Un altro elemento importante che caratterizza l’ascesa dell’estrema destra è dato dalla rilevanza del conflitto amico-nemico come principio regolatore della lotta politica. Il trumpismo è un processo continuo di costruzione del nemico e della trasformazione dell’avversario in nemico. L’immigrato ovviamente per primo, le élite culturali separate però da quelle economiche, fino ai transgender che quando diventano nuotatori o pugili, per fare esempi concreti, seminerebbero il terrore fra i genitori e le ragazze. Si deve notare che non c’è un esatto parallelismo con la costruzione del nemico che viene operata dalle forze politiche del centro-sinistra. In questo caso il nemico è quello che opera sul terreno direttamente politico: il berlusconismo, il fascismo, ecc. Il nemico in una certa misura diventa astratto perché opera nello spazio politico che per molti elettori è altro dalla propria condizione di vita quotidiana. Il nemico della destra è presente nella società, può essere ovunque e questo conflitto (vero o più spesso presunto) viene rappresentato nella sfera della politica.
Tutto questo comporta, da parte dell’estrema destra, una concezione del potere come strumento necessario a far fronte a minacce esistenziali e in quanto tale non subordinato ad alcun limite che non sia quello della volontà popolare, così come è interpretata dalla destra stessa. Anche quando in realtà, la volontà popolare esprime orientamenti esattamente opposti (come nel caso dell’aborto negli Stati Uniti).
Il populismo di sinistra (Laclau, Mouffe) ha cercato di riformulare il concetto di amico-nemico elaborato dal filosofo della politica (nazista) Carl Schmitt come strumento necessario per aggregare un “popolo” altrimenti disperso in tanti rivoli non comunicanti tra loro.
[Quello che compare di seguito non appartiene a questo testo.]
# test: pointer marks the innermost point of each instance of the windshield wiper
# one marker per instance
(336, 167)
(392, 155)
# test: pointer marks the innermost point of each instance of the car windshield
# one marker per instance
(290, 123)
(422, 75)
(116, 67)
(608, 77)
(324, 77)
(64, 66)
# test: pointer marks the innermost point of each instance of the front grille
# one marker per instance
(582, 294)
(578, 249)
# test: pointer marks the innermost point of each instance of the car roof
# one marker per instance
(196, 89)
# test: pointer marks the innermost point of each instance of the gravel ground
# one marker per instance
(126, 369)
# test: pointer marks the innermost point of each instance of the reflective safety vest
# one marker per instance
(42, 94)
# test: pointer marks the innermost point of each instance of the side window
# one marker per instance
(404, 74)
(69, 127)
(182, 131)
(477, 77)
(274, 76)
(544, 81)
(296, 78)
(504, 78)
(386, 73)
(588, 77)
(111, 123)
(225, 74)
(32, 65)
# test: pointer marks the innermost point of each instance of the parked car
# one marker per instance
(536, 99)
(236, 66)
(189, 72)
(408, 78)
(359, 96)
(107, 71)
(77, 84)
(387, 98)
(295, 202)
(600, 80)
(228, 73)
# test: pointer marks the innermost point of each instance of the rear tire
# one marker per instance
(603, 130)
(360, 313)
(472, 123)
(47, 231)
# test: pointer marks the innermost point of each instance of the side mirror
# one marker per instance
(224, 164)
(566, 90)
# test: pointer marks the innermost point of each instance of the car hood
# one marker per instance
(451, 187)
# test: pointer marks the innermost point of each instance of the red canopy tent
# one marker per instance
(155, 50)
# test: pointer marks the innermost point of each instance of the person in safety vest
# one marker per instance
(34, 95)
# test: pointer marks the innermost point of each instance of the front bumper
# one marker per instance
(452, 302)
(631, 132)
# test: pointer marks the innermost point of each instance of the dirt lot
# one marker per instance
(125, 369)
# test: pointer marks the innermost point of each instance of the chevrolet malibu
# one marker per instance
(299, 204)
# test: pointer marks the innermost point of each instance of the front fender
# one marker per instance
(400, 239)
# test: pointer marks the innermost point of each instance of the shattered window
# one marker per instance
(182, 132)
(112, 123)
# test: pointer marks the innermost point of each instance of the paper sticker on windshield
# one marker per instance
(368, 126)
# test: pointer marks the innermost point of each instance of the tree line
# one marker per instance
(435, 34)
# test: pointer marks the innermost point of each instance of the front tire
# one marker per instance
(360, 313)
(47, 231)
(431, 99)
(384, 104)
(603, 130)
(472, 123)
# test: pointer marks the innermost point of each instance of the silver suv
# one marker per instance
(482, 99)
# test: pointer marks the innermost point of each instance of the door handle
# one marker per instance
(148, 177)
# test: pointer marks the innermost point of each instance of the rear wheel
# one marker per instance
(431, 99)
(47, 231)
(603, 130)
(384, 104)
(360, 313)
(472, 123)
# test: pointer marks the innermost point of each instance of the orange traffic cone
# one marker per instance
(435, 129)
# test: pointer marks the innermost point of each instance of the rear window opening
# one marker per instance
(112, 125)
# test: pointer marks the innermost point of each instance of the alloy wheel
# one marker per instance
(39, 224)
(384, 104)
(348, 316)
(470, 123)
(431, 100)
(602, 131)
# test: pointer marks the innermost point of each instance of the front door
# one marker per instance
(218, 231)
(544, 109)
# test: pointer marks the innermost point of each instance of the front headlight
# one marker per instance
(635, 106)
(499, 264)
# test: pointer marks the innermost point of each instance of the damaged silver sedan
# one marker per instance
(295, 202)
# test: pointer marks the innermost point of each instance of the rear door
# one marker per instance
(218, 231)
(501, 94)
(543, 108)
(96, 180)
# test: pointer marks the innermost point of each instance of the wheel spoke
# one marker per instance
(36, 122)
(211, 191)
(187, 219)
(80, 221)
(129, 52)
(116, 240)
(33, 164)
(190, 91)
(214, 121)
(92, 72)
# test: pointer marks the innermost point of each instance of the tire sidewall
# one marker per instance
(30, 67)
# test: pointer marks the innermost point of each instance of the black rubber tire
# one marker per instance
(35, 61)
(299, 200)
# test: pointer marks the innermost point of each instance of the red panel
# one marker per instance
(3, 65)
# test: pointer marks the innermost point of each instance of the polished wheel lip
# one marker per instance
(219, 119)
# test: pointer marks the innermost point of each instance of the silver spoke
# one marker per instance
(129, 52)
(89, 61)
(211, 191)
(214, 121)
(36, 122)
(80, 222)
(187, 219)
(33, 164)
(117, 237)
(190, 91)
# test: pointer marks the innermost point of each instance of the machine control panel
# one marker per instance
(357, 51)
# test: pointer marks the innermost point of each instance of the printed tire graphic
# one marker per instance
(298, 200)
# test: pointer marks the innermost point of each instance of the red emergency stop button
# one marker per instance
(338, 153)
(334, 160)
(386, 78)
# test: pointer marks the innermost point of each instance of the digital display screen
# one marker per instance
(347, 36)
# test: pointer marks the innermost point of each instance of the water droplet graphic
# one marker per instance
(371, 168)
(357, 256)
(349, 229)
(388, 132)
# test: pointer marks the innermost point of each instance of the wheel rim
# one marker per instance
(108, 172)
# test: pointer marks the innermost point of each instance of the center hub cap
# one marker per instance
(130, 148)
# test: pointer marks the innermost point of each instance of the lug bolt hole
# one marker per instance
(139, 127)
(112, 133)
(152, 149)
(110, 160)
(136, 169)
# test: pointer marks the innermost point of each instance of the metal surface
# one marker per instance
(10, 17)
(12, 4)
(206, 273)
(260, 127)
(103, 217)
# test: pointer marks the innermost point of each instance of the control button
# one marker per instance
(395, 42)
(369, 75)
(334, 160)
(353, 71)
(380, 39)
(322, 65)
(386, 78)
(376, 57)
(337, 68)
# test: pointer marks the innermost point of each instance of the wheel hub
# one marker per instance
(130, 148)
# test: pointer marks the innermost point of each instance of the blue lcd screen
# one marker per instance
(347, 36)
Questa individuazione del nemico, adottata da Podemos, ha funzionato relativamente, in una prima fase, così come ha favorito il successo dei 5 Stelle contro “la casta”, ma ha dimostrato la sua fragilità perché non sufficientemente radicato nell’insieme delle relazioni sociali delle persone, così come era invece per il nemico di classe.
Resta però un problema aperto e irrisolto per la tendenza della sinistra socialliberale a contrapporre al meccanismo di consenso su cui è costruito il “blocco sociale reazionario”, che unisce tre elementi chiave (la dimensione ideologica, la difesa degli interessi materiale, la contrapposizione al nemico) una retorica dei valori che risulta debole sul piano ideologico, inefficace nella difesa degli interessi materiali anche per ché pesano gli stretti legami con settori delle classi dominanti e incapace di legare i due elementi ad una visione conflittuale della società.
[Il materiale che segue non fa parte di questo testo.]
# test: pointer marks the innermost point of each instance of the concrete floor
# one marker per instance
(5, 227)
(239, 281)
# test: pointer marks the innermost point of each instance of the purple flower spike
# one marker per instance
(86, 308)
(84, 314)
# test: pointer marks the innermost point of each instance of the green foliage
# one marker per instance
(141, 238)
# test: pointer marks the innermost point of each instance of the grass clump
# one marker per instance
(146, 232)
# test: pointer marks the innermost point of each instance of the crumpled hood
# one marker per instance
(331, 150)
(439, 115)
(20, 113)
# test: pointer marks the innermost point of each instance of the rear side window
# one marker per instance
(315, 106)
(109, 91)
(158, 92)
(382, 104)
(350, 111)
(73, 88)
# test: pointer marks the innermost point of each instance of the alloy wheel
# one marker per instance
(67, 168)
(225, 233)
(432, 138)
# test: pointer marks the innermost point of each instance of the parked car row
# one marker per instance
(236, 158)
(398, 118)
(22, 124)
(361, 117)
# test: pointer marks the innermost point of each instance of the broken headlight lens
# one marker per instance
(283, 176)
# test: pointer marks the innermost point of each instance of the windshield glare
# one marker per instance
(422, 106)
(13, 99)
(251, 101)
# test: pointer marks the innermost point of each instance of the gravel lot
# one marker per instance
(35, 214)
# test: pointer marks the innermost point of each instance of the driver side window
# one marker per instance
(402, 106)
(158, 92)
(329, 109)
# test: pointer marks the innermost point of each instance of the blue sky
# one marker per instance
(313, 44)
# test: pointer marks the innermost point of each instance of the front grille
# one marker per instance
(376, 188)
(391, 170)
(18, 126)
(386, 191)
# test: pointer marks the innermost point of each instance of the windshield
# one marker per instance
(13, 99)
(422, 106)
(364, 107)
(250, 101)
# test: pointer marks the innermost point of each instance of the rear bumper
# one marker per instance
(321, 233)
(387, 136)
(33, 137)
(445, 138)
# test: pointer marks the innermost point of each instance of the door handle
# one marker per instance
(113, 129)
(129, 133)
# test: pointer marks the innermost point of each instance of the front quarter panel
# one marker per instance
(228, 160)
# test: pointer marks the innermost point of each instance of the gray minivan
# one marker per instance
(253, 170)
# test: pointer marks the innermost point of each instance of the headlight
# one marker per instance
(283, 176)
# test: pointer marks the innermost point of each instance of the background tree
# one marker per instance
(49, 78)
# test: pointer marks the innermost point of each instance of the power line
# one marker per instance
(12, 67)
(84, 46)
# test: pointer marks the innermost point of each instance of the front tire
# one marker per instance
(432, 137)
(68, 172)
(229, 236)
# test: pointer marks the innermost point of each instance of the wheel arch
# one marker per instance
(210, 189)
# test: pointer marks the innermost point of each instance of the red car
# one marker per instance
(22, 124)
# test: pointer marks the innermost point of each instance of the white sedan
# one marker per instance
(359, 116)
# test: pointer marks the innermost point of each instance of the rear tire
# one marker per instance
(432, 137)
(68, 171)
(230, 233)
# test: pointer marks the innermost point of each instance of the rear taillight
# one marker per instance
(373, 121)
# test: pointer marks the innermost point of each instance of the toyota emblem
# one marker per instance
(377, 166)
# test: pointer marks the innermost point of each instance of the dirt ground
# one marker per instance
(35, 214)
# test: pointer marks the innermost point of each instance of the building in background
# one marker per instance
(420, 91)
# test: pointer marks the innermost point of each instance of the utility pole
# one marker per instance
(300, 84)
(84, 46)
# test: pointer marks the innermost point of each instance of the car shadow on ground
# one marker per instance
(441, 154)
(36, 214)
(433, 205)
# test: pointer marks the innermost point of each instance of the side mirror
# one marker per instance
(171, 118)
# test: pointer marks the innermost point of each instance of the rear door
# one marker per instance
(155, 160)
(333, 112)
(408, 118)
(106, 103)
Questi elementi di analisi ancora parziali e provvisori sono la premessa necessaria per la costruzione di una strategia politica che unisca insieme lo scontro aperto col “blocco sociale reazionario” e la costruzione necessariamente conflittuale con la gran parte delle forze della sinistra socialliberale di un “blocco sociale alternativo” potenzialmente maggioritario.